Use your autopilot as the excellent cockpit aid that it is. But don’t let the autopilot take you someplace you cannot comfortably hand-fly if you had to. Don’t fly autopilot-coupled approaches for the wrong reasons.
- Set personal minimums based on your hand-flying capability. Fly coupled instrument approaches to the same minima, just in case you need to take over manually for
- Maintain a high standard of instrument currency before you use an autopilot.
- Know the autopilot limitations and failure modes so you can anticipate problems.
- Actively monitor the autopilot, flight and navigation instruments, watching for inconsistencies, disconnects or partial-panel indications.
- Don’t abdicate pilot-in-command authority to technology. Flying is still your responsibility.
- Take the time to thoroughly read and understand the autopilot, including its preflight check, then practice how the autopilot interfaces with the navigation systems on board.
- Be ready for hand-flying the missed approach or landing from minimums.
- Never let the autopilot take you somewhere you can’t go without it.
Some instrument approach procedures include a note stating a coupled approach is not authorized (NA). The approach navigation signal may be momentarily blocked at one or more points on the approach. Generally the blockage is temporary, like construction equipment.
The localizer and glideslope needles may “flicker” extremely briefly at some point on the approach, which a pilot can easily fly through (the needles re-center before you have a chance to try to reacquire), but which would cause an autopilot pitch and/or heading excursion if coupled.
Look for a related note on the instrument approach chart, but also check Notams because of the temporary nature of these approach limitations.
Tom Turner is a CFII-MEI who frequently writes and lectures on aviation safety.
Incredibly bad advice. While relying on the automation alone is not a good idea, the automation is what has reduced the accident rate among GA pilots.
Flying a coupled approach in hard IFR while practicing hand flying raw data when the weather is good is critical to safe flying in the 21st century. In jets, you would flunk your check ride if you didn’t use the automation to the fullest extent possible. I’m surprised you published this.
I totally agree with Arthur. Your article is irresponsible. Very concerning. We have a bigger issue with GA pilots not being proficient with their automation and trying to hand fly than the reverse.

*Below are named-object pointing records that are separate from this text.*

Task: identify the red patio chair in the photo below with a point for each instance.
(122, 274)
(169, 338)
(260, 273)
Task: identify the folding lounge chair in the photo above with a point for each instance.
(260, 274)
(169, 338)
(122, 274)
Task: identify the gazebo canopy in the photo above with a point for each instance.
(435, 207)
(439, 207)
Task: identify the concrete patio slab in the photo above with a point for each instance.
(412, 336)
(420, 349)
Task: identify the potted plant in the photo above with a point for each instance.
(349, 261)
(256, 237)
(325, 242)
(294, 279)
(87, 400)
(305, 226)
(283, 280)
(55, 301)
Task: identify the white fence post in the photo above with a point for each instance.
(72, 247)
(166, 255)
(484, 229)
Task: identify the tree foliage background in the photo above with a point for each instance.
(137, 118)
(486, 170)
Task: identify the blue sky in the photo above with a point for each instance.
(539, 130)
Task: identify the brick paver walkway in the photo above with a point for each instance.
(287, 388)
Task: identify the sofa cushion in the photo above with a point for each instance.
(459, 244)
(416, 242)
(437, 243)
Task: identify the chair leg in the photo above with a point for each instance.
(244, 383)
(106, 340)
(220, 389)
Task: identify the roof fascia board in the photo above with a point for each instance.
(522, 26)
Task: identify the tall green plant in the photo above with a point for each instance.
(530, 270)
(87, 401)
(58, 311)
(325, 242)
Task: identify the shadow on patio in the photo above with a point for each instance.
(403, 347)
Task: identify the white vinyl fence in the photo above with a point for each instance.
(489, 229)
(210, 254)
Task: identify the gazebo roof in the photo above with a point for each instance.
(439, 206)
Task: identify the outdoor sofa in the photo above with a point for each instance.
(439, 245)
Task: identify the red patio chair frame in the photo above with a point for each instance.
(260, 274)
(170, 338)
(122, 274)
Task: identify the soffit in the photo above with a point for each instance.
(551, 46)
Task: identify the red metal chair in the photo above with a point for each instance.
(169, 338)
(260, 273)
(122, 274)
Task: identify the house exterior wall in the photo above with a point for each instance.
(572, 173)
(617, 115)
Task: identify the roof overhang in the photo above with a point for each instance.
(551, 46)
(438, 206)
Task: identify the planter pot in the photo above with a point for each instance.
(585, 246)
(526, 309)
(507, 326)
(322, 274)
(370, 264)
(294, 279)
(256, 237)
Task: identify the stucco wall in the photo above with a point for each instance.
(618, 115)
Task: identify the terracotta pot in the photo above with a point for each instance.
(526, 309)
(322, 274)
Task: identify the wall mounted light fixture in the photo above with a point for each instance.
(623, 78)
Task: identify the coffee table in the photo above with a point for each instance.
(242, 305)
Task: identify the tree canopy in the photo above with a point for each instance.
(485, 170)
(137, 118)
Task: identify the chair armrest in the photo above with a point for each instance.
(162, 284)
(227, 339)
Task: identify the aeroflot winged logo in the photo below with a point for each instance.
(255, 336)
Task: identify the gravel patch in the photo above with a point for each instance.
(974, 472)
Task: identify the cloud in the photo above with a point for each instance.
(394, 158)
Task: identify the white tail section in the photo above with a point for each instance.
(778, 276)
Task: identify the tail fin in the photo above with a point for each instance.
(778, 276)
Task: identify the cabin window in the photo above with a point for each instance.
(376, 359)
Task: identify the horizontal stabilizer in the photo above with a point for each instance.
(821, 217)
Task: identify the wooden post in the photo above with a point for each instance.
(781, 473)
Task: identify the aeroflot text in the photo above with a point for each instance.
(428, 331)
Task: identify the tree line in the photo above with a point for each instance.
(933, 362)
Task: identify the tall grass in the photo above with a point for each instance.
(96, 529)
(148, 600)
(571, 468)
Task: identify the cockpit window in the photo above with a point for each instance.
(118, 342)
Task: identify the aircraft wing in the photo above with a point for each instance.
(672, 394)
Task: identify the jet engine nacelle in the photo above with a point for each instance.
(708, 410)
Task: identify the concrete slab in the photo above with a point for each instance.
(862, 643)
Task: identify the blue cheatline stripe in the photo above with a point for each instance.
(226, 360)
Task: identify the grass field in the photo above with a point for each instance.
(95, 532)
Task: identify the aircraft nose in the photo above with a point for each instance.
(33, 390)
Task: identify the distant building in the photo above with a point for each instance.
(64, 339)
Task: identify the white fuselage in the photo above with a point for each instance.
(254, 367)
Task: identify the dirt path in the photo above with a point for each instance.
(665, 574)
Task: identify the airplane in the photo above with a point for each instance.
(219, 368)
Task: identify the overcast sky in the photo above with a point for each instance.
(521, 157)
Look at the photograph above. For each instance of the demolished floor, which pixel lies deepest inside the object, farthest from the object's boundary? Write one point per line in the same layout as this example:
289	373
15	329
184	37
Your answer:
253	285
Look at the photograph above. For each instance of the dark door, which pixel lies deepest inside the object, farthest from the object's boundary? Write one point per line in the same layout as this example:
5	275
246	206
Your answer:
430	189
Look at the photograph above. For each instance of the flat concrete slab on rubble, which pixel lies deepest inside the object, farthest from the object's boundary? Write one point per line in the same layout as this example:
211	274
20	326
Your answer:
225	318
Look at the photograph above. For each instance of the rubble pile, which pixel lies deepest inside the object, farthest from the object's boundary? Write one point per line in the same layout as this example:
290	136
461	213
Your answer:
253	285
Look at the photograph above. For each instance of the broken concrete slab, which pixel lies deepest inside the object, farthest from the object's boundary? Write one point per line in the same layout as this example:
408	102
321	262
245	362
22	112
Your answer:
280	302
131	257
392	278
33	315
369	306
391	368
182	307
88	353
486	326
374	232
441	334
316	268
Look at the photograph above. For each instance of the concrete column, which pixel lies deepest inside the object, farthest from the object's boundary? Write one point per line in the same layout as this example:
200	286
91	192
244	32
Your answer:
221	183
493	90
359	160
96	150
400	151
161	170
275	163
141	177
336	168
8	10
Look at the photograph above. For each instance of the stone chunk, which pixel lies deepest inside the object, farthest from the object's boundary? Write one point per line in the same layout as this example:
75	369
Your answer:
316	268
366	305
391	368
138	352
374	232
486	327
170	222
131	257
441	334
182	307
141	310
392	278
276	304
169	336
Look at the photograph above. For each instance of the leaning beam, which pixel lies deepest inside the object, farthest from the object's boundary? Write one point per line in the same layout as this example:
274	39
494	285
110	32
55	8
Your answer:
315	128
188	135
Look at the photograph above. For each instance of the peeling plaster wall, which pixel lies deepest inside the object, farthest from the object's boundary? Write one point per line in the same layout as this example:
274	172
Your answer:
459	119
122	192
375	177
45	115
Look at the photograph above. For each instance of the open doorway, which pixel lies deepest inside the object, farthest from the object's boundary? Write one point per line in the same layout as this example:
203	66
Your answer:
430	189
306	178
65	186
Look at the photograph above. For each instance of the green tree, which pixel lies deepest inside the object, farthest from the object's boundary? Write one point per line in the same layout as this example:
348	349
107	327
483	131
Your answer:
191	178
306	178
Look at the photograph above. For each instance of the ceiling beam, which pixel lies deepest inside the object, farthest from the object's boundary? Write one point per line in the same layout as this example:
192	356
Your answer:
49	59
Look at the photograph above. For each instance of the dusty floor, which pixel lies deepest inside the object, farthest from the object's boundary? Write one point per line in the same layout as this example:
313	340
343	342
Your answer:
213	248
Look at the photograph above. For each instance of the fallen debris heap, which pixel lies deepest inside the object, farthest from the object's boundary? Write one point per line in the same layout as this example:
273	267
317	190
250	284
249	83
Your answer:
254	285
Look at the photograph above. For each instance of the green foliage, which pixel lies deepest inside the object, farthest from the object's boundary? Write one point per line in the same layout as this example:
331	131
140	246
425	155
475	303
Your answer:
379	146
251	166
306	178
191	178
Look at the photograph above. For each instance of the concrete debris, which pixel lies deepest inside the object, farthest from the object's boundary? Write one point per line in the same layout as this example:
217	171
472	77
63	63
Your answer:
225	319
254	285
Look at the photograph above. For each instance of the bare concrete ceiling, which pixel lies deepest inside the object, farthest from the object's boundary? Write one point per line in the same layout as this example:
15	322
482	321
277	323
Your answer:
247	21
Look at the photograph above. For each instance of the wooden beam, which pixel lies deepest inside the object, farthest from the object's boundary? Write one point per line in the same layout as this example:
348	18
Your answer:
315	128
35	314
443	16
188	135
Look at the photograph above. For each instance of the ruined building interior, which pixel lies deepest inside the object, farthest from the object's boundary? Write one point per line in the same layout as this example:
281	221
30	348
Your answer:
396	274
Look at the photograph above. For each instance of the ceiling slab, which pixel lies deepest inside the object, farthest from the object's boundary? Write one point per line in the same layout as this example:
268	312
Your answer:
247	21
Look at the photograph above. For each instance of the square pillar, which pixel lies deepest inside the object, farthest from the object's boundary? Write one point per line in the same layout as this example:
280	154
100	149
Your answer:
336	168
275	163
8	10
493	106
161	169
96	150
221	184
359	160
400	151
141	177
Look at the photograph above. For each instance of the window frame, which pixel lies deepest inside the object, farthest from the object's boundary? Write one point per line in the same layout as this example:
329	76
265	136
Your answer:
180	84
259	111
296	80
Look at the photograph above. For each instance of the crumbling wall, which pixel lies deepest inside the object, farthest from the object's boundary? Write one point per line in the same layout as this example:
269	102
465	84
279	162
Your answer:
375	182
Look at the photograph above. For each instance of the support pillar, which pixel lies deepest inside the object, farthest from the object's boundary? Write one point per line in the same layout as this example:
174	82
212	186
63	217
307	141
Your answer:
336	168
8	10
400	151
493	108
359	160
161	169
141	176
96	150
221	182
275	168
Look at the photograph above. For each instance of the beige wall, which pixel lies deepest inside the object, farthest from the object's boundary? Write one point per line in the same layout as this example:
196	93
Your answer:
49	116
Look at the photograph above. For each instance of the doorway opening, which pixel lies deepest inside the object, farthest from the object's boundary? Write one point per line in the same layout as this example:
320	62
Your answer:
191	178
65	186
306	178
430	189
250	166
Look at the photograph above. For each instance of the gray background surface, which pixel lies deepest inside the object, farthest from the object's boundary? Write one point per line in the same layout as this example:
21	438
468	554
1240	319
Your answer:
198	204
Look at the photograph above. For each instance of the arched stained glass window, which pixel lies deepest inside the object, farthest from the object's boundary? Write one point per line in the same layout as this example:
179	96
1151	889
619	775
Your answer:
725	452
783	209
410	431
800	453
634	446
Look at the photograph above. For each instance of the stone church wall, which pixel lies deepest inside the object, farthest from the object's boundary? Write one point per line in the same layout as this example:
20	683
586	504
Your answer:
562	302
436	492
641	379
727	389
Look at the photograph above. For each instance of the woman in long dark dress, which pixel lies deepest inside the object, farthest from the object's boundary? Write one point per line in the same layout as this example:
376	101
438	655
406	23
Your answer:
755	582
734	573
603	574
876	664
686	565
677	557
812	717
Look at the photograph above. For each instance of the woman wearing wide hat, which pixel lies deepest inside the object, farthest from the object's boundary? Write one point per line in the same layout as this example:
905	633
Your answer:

I agree entirely. A landing is not a time for autopilot! Thanks, Steve
I get where the author is coming from, but I have a different idea on how I manage having an AP.
I try to fly about half of my approaches by hand and the other half with my AP for two equally valid reasons:
1. I need to keep my hand flying skills current.
2. I need to keep my memory of the “button pushing” skills current in regard to operating the AP in actual IMC.
I do think that proper use of the AP in IMC has greatly increased the safety of single pilot IMC operations, especially in busy airspace such as Class B. AP’s allow the pilot to concentrate on navigating and flying complex clearances from ATC while in these congested areas, which can be confusing to those of us who don’t regularly fly in those airspaces in low visibility conditions.
But I do agree that the overuse of the AP (even in cruise) can be a detriment to maintaining proficiency if not careful.